RECON, Forged in Battle


[ri-konuh-suh ns, -zuh ns]
noun: reconnaissance; plural noun: reconnaissances 
1. military observation of a region to locate an enemy or ascertain strategic features. “an excellent aircraft for low-level reconnaissance” synonyms: preliminary survey, survey, exploration, observation, investigation, examination, inspection;  preliminary surveying or research. “conducting client reconnaissance”

Examples of reconnaissance include patrolling by troops (skirmishers, Long Range Reconnaissance Patrol, U.S. Army Rangers, cavalry scouts, or military intelligence specialists), ships or submarines, manned/unmanned reconnaissance aircraft, satellites, or by setting up covert observation posts. Espionage normally is not reconnaissance, because reconnaissance is a military’s special forces operating ahead of its main forces; spies are non-combatants operating behind enemy lines. Often called “recce” (British and Canadian English) or “recon” (American and Australian English), the associated verb is reconnaître.

Several members of our founding team are active, reserve, or veteran military.

Veterans come from a previous culture built for mission accomplishment in mind. They have ingrained leadership talents and take their responsibilities seriously. We understand the value of active duty, reserve, and veteran military personnel. We are actively seeking Veterans as Recon dealers. We make a commitment to train them every step of the way, to aid them in becoming successful business owners.

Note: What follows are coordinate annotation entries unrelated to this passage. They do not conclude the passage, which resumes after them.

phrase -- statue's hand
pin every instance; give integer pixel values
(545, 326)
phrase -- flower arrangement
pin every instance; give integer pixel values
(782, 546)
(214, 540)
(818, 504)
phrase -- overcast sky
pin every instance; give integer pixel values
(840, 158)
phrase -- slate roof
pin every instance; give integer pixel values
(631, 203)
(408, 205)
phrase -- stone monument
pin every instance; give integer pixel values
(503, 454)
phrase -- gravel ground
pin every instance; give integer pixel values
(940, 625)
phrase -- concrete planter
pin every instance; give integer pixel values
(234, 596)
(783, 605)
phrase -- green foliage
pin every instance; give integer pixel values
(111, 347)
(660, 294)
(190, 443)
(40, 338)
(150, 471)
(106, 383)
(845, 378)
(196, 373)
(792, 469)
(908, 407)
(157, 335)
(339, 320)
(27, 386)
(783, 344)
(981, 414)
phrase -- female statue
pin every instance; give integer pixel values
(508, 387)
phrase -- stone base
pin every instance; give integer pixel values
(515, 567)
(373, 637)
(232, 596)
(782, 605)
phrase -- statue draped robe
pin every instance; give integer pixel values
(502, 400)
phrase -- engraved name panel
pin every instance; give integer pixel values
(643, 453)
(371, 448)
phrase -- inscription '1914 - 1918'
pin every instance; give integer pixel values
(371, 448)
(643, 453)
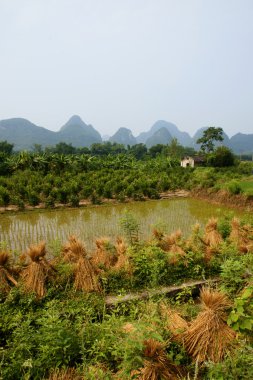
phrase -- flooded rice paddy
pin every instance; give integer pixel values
(18, 231)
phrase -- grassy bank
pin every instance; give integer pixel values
(55, 322)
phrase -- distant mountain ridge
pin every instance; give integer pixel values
(24, 134)
(124, 136)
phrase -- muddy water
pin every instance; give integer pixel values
(18, 231)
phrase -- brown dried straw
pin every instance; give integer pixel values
(122, 259)
(209, 337)
(5, 276)
(156, 365)
(212, 237)
(84, 272)
(103, 257)
(175, 323)
(36, 273)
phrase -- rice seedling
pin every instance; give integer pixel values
(156, 365)
(35, 274)
(209, 337)
(212, 237)
(85, 274)
(5, 276)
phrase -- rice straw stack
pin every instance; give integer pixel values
(208, 336)
(175, 323)
(34, 276)
(156, 365)
(102, 257)
(84, 273)
(5, 276)
(122, 259)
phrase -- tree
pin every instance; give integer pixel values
(210, 135)
(139, 151)
(222, 156)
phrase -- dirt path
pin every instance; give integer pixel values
(169, 290)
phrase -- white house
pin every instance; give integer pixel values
(192, 161)
(187, 161)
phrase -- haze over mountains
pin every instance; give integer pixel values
(24, 134)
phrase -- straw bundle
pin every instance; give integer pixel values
(209, 337)
(34, 276)
(194, 243)
(102, 256)
(5, 276)
(156, 366)
(212, 237)
(73, 249)
(84, 273)
(158, 234)
(85, 276)
(175, 323)
(122, 259)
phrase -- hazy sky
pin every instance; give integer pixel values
(128, 63)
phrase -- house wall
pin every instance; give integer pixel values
(187, 162)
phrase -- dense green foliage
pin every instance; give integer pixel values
(50, 178)
(68, 328)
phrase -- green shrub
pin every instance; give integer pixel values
(236, 366)
(234, 187)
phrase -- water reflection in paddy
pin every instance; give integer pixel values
(18, 231)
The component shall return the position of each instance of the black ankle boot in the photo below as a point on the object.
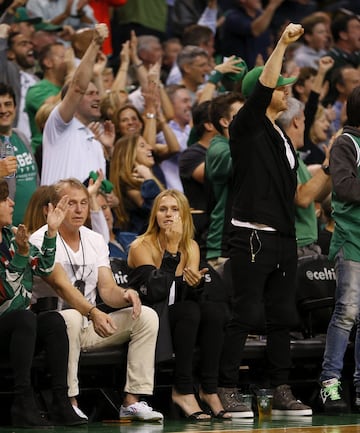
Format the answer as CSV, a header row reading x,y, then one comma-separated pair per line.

Strengths our Veteran Team Members bring to the workplace:

  • Working well in a team. Teamwork is considered an essential part of daily life and is the foundation on which safe military operations are built.
  • Having a sense of duty. Responsibility for job performance and accountability for completing missions are something to take pride in.
  • Experiencing self-confidence. Holding a realistic estimation of self and ability based on experiences is expected of each Service Member.
  • Being organized and disciplined.
  • Possessing a strong work ethic. In the military, the mission always comes first.
  • Having the ability to follow through on assignments, even under difficult or stressful circumstances.
  • Possessing a variety of cross-functional skills, such as extensive training on computer programs and systems, interacting with various people with different skills to accomplish a task, and coordinating and troubleshooting problems in novel and known conditions.
  • Being able to problem solve quickly and creatively.
  • Being able to adapt to changing situations.
  • Being able to follow rules and schedules.